Thursday night I had a pint of ale with a friend in the Eagle and Child, the pub where C.S. Lewis, Tolkien, and the Inklings used to set up shop a few decades ago. I brought C.S. Lewis’s “The Weight of Glory and Other Essays” with me, and finally ordered Christopher Hitchen’s “God is Not Great on my (I’m mean, Sharon’s) Kindle last night. It doesn’t seem at all surprising that Lewis, Hitchens and Richard Dawkins all have deep Oxford connections.
More on Hitchens soon. I’ve read the first chapter and so far still find Hitchens more morally serious than his fellow atheists, though locked in a worldview that I find hard to fully understand. One line in the first chapter that struck me: “I have probably sat up later, and longer, with religious friends than any other kind.” I believe him, and can easily imagine one or more of those conversations taking place at the Eagle and Child—a long narrow pub with the bar in the first section, then several more sections with tables and loud conversation.
I mentioned to Bill that I was re-reading “The Weight of Glory,” and he emailed back that it’s his favorite Lewis essay. This didn’t surprise me, as I remember Bill quoting in one of his essays a famous Lewis passage about our preoccupation with drink and sex and ambition, and neglect of the awesome promises of the Gospels, being like “an ignorant child who wants to go on making mud pies in a slum because he cannot imagine what is meant by the offer of a holiday at the sea.”
It’s my very favorite Lewis writing too. I first heard about the essay in a sermon by James Montgomery Boice, a former pastor of our church. The first time I read it, it didn’t make a great impression. The second time I read it, I was absolutely bowled over.

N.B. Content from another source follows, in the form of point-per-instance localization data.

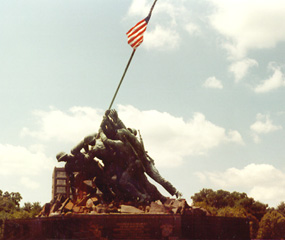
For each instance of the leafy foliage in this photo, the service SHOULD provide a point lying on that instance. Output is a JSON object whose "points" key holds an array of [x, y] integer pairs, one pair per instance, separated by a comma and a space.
{"points": [[235, 204], [272, 226], [10, 206]]}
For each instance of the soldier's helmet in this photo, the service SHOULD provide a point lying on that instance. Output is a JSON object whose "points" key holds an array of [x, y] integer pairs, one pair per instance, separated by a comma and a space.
{"points": [[133, 131], [61, 156], [90, 139]]}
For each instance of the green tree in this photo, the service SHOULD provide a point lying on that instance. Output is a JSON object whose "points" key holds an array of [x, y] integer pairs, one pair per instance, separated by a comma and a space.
{"points": [[281, 208], [272, 226], [235, 204]]}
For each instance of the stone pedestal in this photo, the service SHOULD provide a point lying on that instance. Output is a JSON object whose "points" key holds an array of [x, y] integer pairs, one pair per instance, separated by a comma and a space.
{"points": [[128, 226]]}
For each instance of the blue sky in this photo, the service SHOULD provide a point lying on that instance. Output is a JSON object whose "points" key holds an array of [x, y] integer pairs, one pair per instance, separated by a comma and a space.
{"points": [[205, 89]]}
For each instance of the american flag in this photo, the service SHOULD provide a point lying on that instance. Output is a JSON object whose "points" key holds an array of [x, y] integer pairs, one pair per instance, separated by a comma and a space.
{"points": [[135, 34]]}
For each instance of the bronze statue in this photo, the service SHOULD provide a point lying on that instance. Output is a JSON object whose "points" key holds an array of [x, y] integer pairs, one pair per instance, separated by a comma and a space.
{"points": [[116, 161]]}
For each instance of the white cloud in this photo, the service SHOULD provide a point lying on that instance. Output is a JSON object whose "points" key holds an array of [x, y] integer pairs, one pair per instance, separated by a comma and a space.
{"points": [[240, 68], [68, 126], [20, 161], [263, 125], [277, 80], [213, 82], [168, 139], [28, 183], [247, 25], [263, 182], [161, 38], [192, 28]]}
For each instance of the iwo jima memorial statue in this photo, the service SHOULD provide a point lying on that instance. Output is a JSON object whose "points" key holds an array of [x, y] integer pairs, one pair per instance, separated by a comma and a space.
{"points": [[111, 196]]}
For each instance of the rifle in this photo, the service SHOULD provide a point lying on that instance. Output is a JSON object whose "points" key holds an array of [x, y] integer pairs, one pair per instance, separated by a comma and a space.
{"points": [[144, 151]]}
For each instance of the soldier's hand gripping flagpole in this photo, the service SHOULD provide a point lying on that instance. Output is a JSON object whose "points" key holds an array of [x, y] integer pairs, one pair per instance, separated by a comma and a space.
{"points": [[135, 38]]}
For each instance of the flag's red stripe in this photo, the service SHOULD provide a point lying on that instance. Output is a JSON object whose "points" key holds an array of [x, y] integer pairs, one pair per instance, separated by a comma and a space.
{"points": [[135, 34], [136, 25], [138, 42], [136, 29], [131, 38]]}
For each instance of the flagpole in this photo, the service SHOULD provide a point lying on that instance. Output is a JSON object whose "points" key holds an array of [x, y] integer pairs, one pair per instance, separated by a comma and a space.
{"points": [[134, 49], [126, 69]]}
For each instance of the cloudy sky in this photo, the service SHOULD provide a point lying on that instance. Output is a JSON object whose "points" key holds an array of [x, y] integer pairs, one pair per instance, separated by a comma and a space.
{"points": [[206, 89]]}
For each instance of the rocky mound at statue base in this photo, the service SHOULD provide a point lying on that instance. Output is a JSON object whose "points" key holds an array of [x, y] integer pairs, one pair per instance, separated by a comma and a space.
{"points": [[94, 205]]}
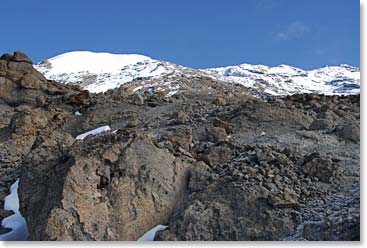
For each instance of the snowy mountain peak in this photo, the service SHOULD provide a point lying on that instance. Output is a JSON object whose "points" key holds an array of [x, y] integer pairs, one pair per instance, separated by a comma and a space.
{"points": [[93, 62], [99, 72]]}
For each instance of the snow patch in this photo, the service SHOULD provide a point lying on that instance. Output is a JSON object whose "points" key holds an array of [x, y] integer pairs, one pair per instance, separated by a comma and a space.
{"points": [[16, 222], [93, 132], [149, 236]]}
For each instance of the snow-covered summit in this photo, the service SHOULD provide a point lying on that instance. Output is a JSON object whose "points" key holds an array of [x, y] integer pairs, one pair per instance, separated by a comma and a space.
{"points": [[99, 72], [78, 61]]}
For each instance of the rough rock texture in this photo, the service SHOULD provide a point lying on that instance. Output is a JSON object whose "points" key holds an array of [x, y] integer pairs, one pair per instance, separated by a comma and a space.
{"points": [[218, 166], [29, 105]]}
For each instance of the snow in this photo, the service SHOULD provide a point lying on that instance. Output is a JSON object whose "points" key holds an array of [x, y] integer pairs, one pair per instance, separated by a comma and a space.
{"points": [[94, 132], [78, 61], [149, 236], [99, 72], [15, 222], [287, 80]]}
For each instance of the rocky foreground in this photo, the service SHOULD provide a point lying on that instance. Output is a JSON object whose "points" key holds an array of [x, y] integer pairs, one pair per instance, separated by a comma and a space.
{"points": [[211, 162]]}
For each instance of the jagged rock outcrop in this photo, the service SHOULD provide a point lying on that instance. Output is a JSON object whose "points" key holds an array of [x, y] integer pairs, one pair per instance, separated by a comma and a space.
{"points": [[218, 166], [29, 105], [118, 192]]}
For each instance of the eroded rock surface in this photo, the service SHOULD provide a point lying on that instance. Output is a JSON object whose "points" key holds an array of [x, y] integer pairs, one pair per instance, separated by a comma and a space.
{"points": [[218, 166]]}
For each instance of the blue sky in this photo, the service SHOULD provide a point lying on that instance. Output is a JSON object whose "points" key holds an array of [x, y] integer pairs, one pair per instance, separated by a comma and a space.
{"points": [[307, 34]]}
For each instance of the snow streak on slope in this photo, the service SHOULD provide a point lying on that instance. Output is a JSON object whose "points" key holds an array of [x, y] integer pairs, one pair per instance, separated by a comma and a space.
{"points": [[286, 80], [99, 72]]}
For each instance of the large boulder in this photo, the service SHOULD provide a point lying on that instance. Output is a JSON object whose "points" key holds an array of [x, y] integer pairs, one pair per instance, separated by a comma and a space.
{"points": [[113, 187]]}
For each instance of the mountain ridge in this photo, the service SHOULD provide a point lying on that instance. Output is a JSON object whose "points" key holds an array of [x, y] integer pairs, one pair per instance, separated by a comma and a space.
{"points": [[99, 72]]}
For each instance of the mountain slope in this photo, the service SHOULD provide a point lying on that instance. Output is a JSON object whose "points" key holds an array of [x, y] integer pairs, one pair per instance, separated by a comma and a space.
{"points": [[99, 72]]}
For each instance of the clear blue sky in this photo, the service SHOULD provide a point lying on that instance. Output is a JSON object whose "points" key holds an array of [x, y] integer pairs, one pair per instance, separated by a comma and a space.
{"points": [[195, 33]]}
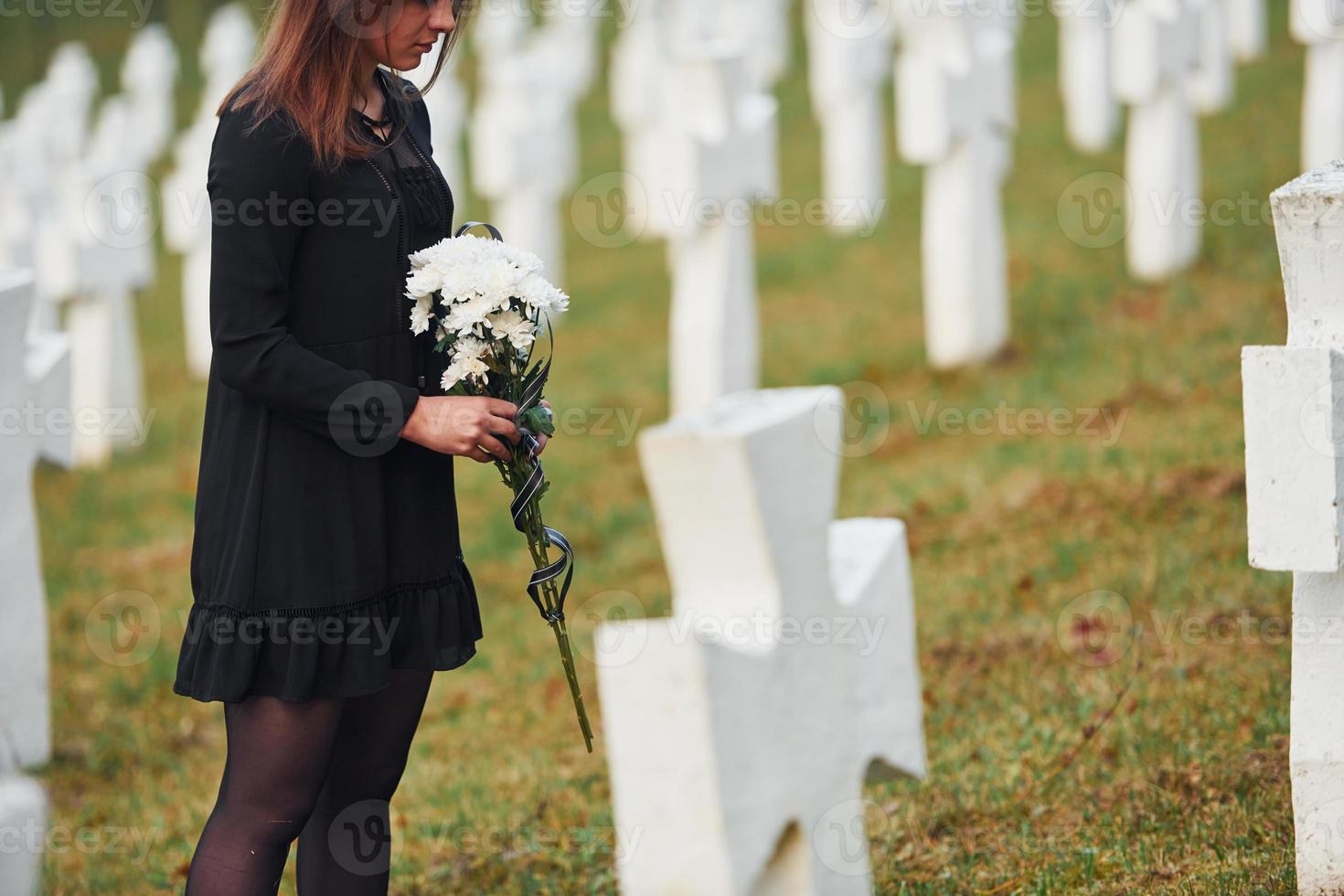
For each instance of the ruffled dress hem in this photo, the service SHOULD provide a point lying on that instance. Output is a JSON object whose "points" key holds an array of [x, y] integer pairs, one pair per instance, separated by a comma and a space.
{"points": [[348, 650]]}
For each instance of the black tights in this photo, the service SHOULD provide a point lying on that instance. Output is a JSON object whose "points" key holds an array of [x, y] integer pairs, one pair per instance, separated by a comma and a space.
{"points": [[322, 772]]}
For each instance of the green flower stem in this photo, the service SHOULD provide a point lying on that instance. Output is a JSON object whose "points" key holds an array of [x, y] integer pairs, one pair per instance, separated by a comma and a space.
{"points": [[515, 475]]}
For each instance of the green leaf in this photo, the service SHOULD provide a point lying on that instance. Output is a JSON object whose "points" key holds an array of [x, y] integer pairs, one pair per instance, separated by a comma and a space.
{"points": [[537, 420]]}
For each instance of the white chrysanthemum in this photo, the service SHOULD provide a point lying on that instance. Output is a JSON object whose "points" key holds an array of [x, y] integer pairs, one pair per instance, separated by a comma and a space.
{"points": [[422, 315], [464, 317], [423, 281], [469, 348], [511, 325], [483, 281]]}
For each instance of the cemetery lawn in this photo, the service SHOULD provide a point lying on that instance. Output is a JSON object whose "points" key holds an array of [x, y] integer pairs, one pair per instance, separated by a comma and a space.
{"points": [[1160, 766]]}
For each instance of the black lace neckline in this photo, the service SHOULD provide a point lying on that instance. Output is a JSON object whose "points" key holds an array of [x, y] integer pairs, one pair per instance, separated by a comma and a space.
{"points": [[390, 117]]}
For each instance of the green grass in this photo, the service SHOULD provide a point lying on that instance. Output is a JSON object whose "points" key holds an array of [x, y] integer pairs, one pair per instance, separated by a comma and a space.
{"points": [[1163, 772]]}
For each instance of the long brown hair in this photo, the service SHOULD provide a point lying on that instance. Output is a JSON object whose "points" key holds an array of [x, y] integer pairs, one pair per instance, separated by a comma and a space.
{"points": [[309, 69]]}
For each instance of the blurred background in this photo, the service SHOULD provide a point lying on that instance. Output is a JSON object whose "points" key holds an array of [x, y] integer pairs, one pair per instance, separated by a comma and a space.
{"points": [[1144, 752]]}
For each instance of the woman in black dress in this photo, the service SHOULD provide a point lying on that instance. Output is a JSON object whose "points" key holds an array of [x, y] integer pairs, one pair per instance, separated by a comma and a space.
{"points": [[326, 570]]}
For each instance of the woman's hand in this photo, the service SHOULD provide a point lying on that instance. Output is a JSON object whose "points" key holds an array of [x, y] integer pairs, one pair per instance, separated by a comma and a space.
{"points": [[465, 425]]}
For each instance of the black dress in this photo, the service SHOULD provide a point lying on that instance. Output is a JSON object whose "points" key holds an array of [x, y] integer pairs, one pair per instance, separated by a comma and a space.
{"points": [[325, 549]]}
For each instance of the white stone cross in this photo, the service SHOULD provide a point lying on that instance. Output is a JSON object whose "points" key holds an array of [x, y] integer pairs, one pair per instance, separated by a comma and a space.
{"points": [[955, 116], [849, 45], [93, 252], [740, 731], [148, 78], [30, 397], [225, 55], [1092, 114], [1157, 51], [186, 217], [1211, 82], [525, 132], [1318, 25], [446, 106], [1293, 403], [23, 817], [700, 149], [1247, 28]]}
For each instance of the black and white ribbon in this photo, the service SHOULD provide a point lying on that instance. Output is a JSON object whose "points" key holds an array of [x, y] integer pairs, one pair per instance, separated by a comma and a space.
{"points": [[535, 478]]}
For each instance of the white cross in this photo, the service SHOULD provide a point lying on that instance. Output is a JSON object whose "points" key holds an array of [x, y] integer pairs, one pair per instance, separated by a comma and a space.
{"points": [[1157, 51], [1293, 400], [1211, 82], [848, 59], [186, 215], [93, 252], [23, 817], [700, 149], [1092, 114], [740, 731], [148, 77], [1318, 25], [955, 116], [226, 53], [525, 131], [446, 106], [1247, 28], [185, 200], [30, 397]]}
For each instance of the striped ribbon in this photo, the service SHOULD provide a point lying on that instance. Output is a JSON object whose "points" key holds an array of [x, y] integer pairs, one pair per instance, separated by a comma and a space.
{"points": [[565, 563]]}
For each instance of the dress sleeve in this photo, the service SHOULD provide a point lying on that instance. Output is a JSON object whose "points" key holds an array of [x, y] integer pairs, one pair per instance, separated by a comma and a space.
{"points": [[256, 183]]}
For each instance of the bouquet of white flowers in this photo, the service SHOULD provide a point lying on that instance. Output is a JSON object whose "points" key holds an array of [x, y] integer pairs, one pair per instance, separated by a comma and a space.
{"points": [[485, 300]]}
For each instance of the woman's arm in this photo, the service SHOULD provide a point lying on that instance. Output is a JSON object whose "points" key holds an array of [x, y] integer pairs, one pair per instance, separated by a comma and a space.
{"points": [[258, 188]]}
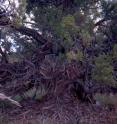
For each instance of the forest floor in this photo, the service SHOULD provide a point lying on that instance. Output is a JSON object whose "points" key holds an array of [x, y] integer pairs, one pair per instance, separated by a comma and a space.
{"points": [[58, 111]]}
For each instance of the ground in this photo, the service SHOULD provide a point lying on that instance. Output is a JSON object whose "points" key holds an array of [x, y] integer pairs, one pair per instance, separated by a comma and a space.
{"points": [[58, 111]]}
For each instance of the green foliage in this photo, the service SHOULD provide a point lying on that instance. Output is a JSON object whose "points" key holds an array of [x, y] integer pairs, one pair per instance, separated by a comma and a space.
{"points": [[103, 70]]}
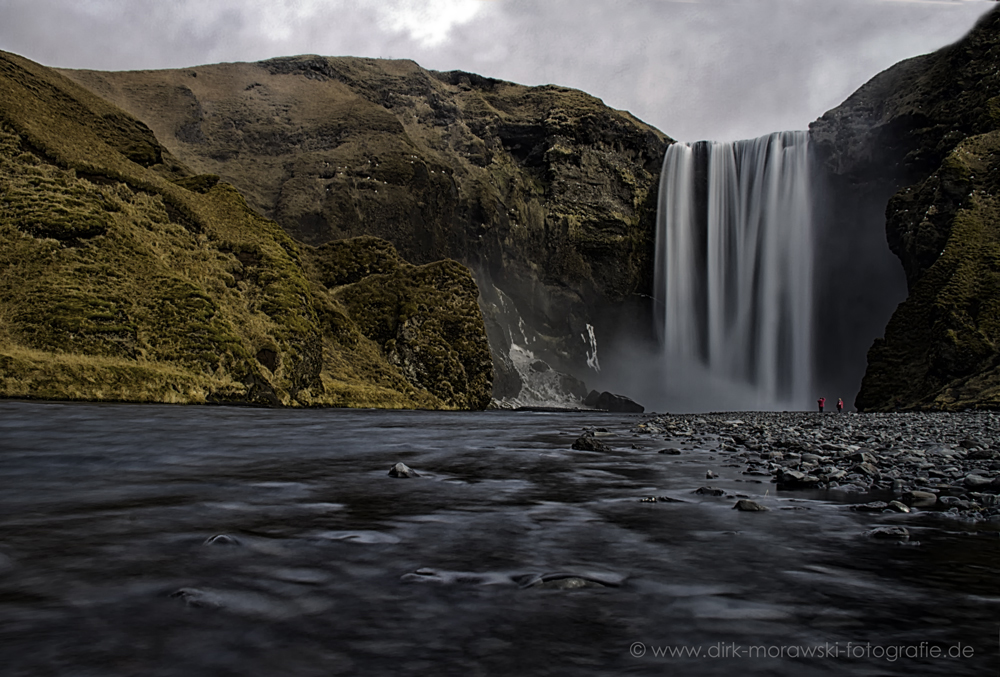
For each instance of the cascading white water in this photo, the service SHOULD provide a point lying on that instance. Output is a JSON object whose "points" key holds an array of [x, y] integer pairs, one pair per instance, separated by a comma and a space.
{"points": [[734, 266]]}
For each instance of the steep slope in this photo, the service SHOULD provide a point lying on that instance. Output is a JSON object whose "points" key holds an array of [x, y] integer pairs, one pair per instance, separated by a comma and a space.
{"points": [[547, 194], [125, 277], [930, 124]]}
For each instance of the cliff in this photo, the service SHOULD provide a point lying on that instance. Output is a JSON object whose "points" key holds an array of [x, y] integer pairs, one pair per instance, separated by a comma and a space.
{"points": [[125, 276], [545, 193], [927, 131]]}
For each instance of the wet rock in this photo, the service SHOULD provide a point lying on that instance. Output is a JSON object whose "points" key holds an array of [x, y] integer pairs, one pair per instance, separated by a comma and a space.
{"points": [[202, 599], [873, 506], [889, 533], [861, 457], [919, 499], [403, 471], [896, 506], [590, 443], [567, 581], [983, 454], [953, 502], [222, 539], [794, 479], [746, 505], [865, 469], [616, 403], [976, 482]]}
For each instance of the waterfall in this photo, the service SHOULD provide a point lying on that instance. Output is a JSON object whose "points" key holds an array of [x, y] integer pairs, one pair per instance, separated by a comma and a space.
{"points": [[734, 266]]}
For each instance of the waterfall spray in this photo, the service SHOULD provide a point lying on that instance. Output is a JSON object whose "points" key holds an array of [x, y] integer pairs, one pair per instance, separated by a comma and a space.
{"points": [[734, 264]]}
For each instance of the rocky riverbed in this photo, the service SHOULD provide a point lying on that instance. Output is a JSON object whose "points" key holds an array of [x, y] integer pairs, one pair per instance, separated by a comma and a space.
{"points": [[904, 462]]}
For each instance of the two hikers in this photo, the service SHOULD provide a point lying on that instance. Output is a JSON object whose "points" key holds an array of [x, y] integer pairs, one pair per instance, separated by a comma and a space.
{"points": [[822, 402]]}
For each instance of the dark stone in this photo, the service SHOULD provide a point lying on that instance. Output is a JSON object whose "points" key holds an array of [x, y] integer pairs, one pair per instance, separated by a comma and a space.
{"points": [[889, 533], [919, 499], [794, 479], [222, 539], [403, 471], [874, 506], [617, 403], [746, 505], [590, 443]]}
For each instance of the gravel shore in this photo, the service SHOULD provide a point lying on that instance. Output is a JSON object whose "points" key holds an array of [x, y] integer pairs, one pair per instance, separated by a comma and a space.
{"points": [[923, 461]]}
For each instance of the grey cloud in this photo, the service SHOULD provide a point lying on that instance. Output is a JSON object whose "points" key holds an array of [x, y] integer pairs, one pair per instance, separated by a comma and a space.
{"points": [[711, 69]]}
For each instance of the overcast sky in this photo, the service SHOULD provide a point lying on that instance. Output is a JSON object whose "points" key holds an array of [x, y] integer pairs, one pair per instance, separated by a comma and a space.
{"points": [[696, 69]]}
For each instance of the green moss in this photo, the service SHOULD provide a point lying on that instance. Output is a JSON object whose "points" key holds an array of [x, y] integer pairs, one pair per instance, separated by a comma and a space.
{"points": [[117, 284]]}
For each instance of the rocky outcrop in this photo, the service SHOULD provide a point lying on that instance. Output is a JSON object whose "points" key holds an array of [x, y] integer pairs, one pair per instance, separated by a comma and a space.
{"points": [[124, 276], [547, 194], [927, 128]]}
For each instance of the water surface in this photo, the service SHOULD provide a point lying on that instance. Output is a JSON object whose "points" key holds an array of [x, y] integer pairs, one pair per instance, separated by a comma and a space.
{"points": [[511, 554]]}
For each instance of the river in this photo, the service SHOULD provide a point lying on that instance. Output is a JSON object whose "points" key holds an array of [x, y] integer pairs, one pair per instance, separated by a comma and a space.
{"points": [[170, 540]]}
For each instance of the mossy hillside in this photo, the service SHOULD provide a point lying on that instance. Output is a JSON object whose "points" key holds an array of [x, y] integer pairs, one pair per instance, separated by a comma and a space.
{"points": [[424, 319], [940, 349], [131, 283], [545, 191]]}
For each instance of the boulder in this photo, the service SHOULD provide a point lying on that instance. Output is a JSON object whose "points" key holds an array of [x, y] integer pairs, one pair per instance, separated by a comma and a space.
{"points": [[617, 403], [403, 471], [590, 443], [746, 505], [919, 499]]}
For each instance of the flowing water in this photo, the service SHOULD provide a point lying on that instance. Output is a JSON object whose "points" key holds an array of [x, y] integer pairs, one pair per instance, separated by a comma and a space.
{"points": [[734, 267], [160, 540]]}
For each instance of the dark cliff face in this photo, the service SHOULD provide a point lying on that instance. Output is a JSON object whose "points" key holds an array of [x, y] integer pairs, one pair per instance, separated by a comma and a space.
{"points": [[547, 194], [920, 141], [126, 277]]}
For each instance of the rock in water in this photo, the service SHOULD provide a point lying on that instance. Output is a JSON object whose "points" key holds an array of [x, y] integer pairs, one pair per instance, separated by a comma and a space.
{"points": [[617, 403], [919, 499], [889, 533], [874, 506], [590, 443], [746, 505], [222, 539], [402, 470]]}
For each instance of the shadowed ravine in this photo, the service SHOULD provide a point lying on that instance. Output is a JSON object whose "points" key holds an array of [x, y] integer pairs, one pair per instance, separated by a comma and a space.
{"points": [[511, 554]]}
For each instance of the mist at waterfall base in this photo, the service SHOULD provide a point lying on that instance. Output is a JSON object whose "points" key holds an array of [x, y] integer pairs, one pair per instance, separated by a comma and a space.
{"points": [[763, 298]]}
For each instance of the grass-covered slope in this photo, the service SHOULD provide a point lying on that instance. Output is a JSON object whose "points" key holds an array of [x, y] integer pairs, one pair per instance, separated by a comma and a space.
{"points": [[125, 277], [931, 126], [545, 191], [942, 346]]}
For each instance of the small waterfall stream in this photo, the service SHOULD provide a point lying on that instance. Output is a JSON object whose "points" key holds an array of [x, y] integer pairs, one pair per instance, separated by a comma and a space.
{"points": [[734, 265]]}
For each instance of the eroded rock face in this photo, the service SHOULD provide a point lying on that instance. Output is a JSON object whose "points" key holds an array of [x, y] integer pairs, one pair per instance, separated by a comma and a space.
{"points": [[926, 130], [125, 277], [547, 194]]}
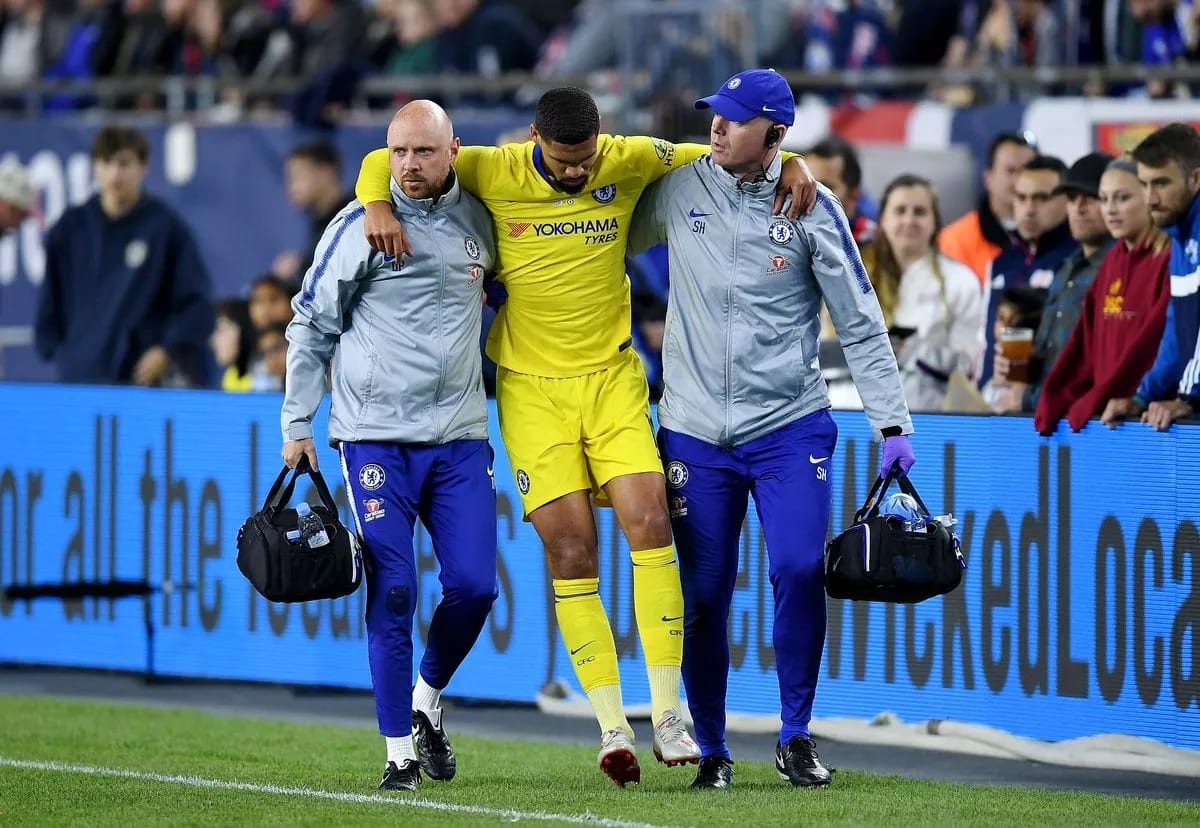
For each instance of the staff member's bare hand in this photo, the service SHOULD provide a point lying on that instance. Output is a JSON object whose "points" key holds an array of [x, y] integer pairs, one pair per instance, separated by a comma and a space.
{"points": [[383, 232], [151, 366], [293, 450], [796, 180]]}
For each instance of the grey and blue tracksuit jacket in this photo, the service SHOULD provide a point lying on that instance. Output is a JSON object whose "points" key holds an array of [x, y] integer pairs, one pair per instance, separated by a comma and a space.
{"points": [[739, 355], [401, 336]]}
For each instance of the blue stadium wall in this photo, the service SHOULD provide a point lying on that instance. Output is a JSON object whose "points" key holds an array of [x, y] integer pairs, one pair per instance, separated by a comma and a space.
{"points": [[1080, 611]]}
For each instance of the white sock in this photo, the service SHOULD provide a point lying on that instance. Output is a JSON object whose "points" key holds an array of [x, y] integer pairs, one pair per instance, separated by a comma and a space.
{"points": [[400, 748], [425, 697]]}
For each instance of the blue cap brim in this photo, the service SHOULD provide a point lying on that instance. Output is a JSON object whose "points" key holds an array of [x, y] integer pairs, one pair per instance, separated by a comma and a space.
{"points": [[726, 107]]}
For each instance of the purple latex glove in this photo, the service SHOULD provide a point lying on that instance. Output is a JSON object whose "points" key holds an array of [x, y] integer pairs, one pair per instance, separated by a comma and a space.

I had long wondered what Paul meant by the “weight of glory.” It seemed counterintuitive that glory would have weight. But of course it does, as Lewis’s essay brilliantly brings out. I think of it as a little like first learning to ride a bike. At the lower gears, it’s easy to pedal but you don’t go fast. The high gears are impossible at first. But if you work up to them (the theologians would call this sanctification) you gradually can use higher or higher gears, which propel you faster and more powerfully than you ever imagined.